Data in percentages. Candidate keys are organised as follows: VERB, reflexive/pronominal use of the verb (pronominal or non-pronominal: pron|-), syntactic relation (subject, object, circumstancial complement, predicate: subj|obj|ccomp|pred), PREPOSITION, determiners (always present, optional or never present: *|?|-), NOUN.

https://doi.org/10.1371/journal.pone.0237767.g001

Many combinations did not occur in the corpus, and others were discarded because their frequency was too low (below 10 occurrences) for the extracted information to be reliable. Finally, 435 candidates were collected along with linguistic data.

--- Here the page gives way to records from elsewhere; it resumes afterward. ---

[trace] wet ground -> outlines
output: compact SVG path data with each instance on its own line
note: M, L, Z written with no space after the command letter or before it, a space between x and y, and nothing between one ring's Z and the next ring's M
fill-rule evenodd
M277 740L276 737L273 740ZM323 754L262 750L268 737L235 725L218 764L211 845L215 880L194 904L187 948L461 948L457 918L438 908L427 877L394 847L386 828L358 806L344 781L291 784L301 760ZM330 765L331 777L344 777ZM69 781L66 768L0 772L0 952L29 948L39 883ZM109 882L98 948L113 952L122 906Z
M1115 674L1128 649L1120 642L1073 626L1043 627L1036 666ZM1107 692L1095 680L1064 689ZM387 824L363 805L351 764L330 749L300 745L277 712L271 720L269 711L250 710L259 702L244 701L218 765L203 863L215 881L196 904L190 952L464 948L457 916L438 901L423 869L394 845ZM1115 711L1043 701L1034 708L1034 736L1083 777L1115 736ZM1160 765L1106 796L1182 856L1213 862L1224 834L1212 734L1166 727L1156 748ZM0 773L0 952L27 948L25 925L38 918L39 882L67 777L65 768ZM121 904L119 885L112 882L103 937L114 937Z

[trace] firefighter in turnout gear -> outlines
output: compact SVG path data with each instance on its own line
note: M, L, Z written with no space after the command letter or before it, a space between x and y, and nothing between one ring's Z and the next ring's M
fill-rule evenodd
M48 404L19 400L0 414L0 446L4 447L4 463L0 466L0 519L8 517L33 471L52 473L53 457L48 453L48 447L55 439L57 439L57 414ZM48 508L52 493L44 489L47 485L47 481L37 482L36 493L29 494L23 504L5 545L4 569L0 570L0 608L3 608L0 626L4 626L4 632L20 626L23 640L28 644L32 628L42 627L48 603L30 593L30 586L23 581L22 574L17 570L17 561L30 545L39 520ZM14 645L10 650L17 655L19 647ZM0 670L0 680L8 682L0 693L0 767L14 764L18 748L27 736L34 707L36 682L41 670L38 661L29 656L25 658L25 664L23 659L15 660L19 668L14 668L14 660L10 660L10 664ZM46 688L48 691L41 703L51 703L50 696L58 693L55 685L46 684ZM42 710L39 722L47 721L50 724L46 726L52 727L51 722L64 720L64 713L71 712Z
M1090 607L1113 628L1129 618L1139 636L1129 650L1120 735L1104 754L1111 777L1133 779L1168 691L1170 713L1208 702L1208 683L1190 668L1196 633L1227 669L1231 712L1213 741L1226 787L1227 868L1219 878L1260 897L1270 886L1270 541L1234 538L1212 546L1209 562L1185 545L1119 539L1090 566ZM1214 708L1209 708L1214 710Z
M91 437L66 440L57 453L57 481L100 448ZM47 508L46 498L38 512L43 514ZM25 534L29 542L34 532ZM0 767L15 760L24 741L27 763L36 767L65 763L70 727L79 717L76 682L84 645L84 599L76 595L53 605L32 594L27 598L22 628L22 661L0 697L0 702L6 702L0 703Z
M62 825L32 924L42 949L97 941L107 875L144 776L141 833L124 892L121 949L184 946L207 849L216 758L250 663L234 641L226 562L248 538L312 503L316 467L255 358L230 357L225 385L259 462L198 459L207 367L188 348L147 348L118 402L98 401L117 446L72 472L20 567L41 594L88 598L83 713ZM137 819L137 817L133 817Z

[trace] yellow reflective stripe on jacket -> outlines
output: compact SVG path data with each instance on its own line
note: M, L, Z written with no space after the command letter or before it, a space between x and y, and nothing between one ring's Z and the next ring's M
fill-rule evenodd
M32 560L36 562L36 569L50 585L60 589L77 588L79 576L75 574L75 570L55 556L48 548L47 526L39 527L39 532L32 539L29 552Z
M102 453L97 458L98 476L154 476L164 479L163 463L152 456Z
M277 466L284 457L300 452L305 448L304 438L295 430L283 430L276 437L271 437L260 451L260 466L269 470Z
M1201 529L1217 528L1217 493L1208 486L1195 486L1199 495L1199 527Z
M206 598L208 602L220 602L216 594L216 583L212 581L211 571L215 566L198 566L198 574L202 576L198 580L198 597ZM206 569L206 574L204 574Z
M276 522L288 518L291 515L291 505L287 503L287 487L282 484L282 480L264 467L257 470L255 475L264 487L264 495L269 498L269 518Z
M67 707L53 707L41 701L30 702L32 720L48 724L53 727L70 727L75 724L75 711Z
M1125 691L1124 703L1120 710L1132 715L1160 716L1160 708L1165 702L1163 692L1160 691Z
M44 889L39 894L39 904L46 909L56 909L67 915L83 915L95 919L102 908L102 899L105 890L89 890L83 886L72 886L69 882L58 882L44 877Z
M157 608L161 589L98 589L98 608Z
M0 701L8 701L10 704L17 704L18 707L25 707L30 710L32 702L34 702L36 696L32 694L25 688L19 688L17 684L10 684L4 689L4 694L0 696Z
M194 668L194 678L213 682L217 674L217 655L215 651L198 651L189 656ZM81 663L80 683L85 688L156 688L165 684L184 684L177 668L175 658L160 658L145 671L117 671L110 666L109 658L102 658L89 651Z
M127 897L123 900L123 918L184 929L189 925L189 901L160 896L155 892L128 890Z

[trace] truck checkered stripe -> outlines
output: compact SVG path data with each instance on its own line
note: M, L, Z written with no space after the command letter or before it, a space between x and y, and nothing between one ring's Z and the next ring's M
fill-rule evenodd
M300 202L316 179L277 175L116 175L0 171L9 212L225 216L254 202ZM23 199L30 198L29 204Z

Step 2. Classification of candidates according to morphosyntactic patterns

The second step was to classify the candidates into morphosyntactic patterns based on the percentages obtained. The underlying idea here was that, if the very large majority of the occurrences of a given candidate had a given characteristic, e.g. a singular NP with a definite article, the rest of the sentences were unlikely to be relevant to the VNMWE candidate (bearing in mind that divisions were made during Step 1 to help solve ambiguities). Two different approaches were taken for this classification: a heuristic-based one and another one based on machine learning.

Heuristic-based approach.

In order to indicate from what point on the features should be treated as characteristic for each candidate, two thresholds were manually established and used to turn the percentage values into discrete values:

  • If a given candidate C had feature F in more than 90% of the occurrences, it was assumed that feature F was compulsory for candidate C.
  • If candidate C had feature F in less than 10% of the occurrences, it was assumed that feature F was impossible for candidate C.
  • If the frequency of feature F for candidate C was between 10% and 90%, it was assumed that feature F was optional for candidate C.

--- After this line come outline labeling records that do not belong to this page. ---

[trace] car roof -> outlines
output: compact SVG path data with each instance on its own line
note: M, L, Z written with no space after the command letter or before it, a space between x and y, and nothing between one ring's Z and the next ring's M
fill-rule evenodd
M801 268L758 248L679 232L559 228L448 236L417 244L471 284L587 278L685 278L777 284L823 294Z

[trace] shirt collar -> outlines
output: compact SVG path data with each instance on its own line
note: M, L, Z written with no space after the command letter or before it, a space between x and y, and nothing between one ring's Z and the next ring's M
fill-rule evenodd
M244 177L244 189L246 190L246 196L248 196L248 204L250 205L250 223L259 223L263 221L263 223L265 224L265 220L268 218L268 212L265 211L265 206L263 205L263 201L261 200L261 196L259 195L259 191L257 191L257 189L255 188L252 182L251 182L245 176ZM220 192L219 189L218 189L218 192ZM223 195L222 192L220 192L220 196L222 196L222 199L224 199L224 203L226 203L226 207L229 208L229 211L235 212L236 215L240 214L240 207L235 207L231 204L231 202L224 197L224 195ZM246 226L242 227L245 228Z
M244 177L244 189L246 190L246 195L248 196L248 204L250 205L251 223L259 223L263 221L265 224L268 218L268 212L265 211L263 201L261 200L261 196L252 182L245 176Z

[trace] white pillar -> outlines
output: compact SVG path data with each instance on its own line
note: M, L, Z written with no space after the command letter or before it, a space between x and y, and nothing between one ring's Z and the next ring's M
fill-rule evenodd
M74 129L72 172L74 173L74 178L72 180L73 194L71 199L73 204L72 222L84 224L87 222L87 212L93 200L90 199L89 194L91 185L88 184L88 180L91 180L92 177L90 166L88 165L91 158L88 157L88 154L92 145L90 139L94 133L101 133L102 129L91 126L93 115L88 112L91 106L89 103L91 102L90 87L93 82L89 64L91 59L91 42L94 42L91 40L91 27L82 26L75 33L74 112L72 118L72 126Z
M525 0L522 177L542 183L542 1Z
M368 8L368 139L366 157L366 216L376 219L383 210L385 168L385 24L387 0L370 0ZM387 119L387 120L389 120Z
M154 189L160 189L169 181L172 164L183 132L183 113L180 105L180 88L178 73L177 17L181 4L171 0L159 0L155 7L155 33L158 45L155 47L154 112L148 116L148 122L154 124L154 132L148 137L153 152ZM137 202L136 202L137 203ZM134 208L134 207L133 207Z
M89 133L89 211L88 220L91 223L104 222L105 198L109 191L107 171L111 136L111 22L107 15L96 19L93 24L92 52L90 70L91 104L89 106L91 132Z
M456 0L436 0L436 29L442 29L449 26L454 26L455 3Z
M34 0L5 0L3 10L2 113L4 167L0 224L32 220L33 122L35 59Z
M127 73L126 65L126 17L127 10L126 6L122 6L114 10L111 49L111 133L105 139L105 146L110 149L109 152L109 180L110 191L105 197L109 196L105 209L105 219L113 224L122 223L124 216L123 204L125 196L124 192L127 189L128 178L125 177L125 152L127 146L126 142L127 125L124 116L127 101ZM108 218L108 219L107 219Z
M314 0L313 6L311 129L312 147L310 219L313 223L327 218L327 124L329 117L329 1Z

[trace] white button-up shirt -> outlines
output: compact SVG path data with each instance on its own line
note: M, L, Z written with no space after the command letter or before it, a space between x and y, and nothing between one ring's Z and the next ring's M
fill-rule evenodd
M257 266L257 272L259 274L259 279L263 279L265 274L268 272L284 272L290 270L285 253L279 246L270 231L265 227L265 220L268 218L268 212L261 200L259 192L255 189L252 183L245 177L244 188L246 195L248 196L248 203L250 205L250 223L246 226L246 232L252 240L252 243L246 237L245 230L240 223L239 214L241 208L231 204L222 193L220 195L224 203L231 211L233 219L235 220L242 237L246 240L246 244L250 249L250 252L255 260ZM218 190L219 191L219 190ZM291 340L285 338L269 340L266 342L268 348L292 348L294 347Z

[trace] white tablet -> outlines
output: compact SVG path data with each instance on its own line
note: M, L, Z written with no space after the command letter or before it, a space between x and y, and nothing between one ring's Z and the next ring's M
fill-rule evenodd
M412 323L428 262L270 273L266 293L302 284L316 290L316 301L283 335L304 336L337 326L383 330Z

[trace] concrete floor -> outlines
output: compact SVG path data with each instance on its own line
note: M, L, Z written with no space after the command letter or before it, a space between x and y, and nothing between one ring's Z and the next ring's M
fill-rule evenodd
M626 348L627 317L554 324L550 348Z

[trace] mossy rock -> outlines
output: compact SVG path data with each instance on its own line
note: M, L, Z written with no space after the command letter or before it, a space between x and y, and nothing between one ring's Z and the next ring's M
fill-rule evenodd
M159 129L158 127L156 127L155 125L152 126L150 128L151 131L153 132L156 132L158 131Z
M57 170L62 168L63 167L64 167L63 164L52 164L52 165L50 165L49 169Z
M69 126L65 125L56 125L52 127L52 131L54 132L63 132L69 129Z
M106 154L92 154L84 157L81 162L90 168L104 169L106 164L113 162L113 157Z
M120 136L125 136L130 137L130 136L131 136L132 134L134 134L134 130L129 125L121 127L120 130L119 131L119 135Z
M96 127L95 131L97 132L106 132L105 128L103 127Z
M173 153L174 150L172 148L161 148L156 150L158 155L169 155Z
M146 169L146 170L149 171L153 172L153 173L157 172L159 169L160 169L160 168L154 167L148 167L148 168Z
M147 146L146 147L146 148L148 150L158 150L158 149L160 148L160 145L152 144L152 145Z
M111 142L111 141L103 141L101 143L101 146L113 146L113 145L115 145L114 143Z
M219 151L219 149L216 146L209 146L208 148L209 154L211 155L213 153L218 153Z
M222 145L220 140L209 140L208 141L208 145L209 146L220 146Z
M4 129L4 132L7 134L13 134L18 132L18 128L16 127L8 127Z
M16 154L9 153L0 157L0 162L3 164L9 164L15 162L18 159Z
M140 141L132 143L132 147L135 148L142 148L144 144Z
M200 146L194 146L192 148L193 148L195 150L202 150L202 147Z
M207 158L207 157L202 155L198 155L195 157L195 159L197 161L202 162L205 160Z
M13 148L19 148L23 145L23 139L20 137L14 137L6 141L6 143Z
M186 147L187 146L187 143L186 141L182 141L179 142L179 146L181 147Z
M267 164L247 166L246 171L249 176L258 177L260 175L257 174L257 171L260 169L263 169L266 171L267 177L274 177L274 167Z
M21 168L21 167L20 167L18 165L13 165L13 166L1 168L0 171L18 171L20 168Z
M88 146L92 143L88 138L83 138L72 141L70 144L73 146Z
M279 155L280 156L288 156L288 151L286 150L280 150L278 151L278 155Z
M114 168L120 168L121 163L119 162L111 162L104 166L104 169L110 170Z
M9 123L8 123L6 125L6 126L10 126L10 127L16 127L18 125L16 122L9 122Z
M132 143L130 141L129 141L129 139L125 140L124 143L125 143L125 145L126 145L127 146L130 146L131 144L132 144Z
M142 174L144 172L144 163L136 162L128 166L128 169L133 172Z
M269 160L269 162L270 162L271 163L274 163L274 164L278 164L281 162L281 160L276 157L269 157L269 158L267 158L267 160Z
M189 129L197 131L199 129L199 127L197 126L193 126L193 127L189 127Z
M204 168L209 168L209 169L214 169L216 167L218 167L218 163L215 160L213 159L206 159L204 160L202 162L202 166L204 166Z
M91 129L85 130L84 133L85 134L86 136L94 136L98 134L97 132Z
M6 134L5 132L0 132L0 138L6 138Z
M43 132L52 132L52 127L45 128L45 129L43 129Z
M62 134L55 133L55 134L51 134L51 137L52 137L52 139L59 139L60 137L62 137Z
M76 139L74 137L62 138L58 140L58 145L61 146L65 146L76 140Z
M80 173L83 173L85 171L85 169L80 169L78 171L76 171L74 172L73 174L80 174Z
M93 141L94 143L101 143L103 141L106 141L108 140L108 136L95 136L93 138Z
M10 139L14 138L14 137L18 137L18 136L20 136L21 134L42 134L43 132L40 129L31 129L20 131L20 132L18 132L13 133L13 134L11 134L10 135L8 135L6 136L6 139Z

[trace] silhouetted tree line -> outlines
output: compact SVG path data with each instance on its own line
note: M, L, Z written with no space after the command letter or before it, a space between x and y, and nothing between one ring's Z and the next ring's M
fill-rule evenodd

For instance, for the candidate ser de interés ‘be of interest’ in Fig 1, line 4, the presence of determiner (95.39%) would be considered compulsory, the pronominal use of the verb (0%) would be considered impossible, and the rest of the features would be considered optional.

Except for the syntactic relation, only morphological features were taken into account for the classification into patterns. Information about intra-NP modifiers and alterations in word order was added later, to be used for the identification experiment.

Half of the candidates were used for trials (a total of 218), and the rest (a total of 217) were used to evaluate the quality of the pattern-based classification (see next section). Candidates in the first set were firstly grouped according to their features and, after manually generalising the less productive ones (i.e. the patterns where only one or two candidates fitted), twelve patterns were established. These patterns and their corresponding feature values are specified in Table 1. The values used are Y (meaning yes, compulsory), N (meaning no, impossible) and O (meaning optional).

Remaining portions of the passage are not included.